Using polar coordinates, evaluate the integral which gives the area which lies in the first quadrant between the circles x² + y² = 256 and x² - 16x + y² = 0.

Homework Equations

The Attempt at a Solution

Finding the intervals of integration for the polar coordinates.
From the first equation I get r² = 256 therefore r = 16
From the second equation I get r² - 16rcos$$\theta$$ therefore r = 16cos($$\theta$$)
Since it is the first quadrant theta will be from 0 to pi/2.
Now this is the part where I am confused about. My intuition is that I should integrate the bigger circle and then subtract the integral of the smaller circle within it so I would have something like the following.
$$\int^{\pi/2}_{0}\int^{16}_{0} r drd\theta - \int^{\pi/2}_{0}\int^{16cos\theta}_{8} r drd\theta$$.
Is this the right approach?

 

[SammyS]

Sketch the region. The answer should be easy to check using the sketch.

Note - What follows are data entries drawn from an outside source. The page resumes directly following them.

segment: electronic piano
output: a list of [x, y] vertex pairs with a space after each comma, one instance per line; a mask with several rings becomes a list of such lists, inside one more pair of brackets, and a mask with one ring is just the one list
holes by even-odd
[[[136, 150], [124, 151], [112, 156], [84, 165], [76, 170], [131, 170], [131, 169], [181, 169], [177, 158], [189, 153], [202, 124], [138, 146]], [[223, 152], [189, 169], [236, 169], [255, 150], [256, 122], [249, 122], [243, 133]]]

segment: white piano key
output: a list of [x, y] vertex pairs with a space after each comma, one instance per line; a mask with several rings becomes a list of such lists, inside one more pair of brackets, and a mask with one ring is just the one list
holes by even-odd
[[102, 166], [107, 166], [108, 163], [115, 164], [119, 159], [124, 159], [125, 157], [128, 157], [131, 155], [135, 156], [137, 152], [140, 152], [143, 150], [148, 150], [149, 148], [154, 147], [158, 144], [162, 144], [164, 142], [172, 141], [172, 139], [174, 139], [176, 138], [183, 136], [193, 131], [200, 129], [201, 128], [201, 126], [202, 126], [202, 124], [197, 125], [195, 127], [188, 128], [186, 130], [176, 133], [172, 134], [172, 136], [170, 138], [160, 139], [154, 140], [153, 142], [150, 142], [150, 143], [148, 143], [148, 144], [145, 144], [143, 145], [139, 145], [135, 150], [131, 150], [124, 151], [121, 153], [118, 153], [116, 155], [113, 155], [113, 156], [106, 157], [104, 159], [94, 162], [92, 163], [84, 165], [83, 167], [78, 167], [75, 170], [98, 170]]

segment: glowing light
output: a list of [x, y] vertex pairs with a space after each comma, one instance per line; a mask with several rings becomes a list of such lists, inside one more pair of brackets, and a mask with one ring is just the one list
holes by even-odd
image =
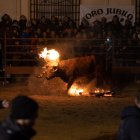
[[55, 49], [47, 50], [47, 48], [44, 48], [44, 50], [39, 54], [41, 58], [44, 58], [45, 61], [59, 61], [59, 53]]
[[71, 86], [68, 93], [70, 96], [81, 96], [83, 92], [84, 90], [82, 88], [79, 88], [77, 86]]

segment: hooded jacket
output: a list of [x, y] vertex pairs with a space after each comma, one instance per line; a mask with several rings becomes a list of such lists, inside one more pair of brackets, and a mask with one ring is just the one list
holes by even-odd
[[122, 111], [118, 140], [140, 140], [140, 109], [137, 106], [128, 106]]
[[23, 129], [10, 117], [0, 123], [0, 140], [31, 140], [35, 134], [31, 127]]

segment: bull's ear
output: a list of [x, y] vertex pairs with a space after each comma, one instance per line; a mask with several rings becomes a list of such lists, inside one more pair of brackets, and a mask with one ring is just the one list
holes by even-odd
[[53, 72], [58, 70], [58, 66], [53, 66]]

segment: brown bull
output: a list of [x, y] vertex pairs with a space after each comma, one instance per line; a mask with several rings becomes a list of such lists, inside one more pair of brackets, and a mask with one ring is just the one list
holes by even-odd
[[76, 57], [72, 59], [62, 60], [57, 65], [46, 64], [43, 76], [48, 80], [54, 77], [60, 77], [64, 82], [68, 83], [69, 89], [73, 82], [82, 76], [90, 75], [95, 78], [96, 60], [95, 56]]

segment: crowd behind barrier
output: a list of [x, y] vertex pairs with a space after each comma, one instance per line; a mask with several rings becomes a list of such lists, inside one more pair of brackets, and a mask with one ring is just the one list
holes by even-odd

The first integral looks fine. The second one doesn't.

 

[shards5]

I sketched it out and for the second one I am basing my intervals of integration of r from the center of the circle to the edge of the circle.That seems to make the most sense to me, however, a similar example in my book (which has a circle shifted 2 to the right instead of 8 and has a radius of 1 instead of 8) uses the radius from 0 to 2cos$$\theta$$ and that doesn't really make sense to me. If you could explain why the radius would be from 0 to 16cos$$\theta$$ in this case (or if it isn't) then that would be really helpful as I don't have that intuitive understanding yet.

 

[SammyS]

Look at ordered pairs (r,θ). If r starts at 8, you will never cover the portion of the half circle that's less than 8 units from the origin.

 

[shards5]

That seems to make sense since if I think of $$\theta$$ as how much an imaginary line sweeps through and radius as how long that line actually is.
So now that I have the following:
$$\int^{\pi/2}_{0}\int^{16}_{0} r drd\theta - \int^{\pi/2}_{0}\int^{16cos\theta}_{0} r drd\theta$$
After the first integration I get.
$$\int^{\pi/2}_{0} r^2/2 d\theta - \int^{\pi/2}_{0} r^2/2 drd\theta$$
Plugging in I get
$$\int^{\pi/2}_{0} 128 d\theta - \int^{\pi/2}_{0} 128cos^2\theta drd\theta$$
And now I am stuck because I don't exactly remember how to integrate cos²$$\theta$$? How do you usually integrate something like cos²$$\theta$$ again?

 

[spamiam]

How do you usually integrate something like cos²$$\theta$$ again?

By the half-angle formula,

$$\cos^2 \theta = \frac{1 + \cos(2\theta)}{2}$$

which should make the integration easier.

 

[shards5]

Okay, then after integration I get the following.
128*pi/2 - [1/2$$\theta$$ + sin(2*$$\theta$$)/4]
Plugging in my values I get the following.
128*pi/2 - pi/4 - sin(pi)/4 + sin(0)/4
but this is wrong. I am not sure what I am doing wrong.

 

[vela]

You forgot the factor of 128 on the second integral.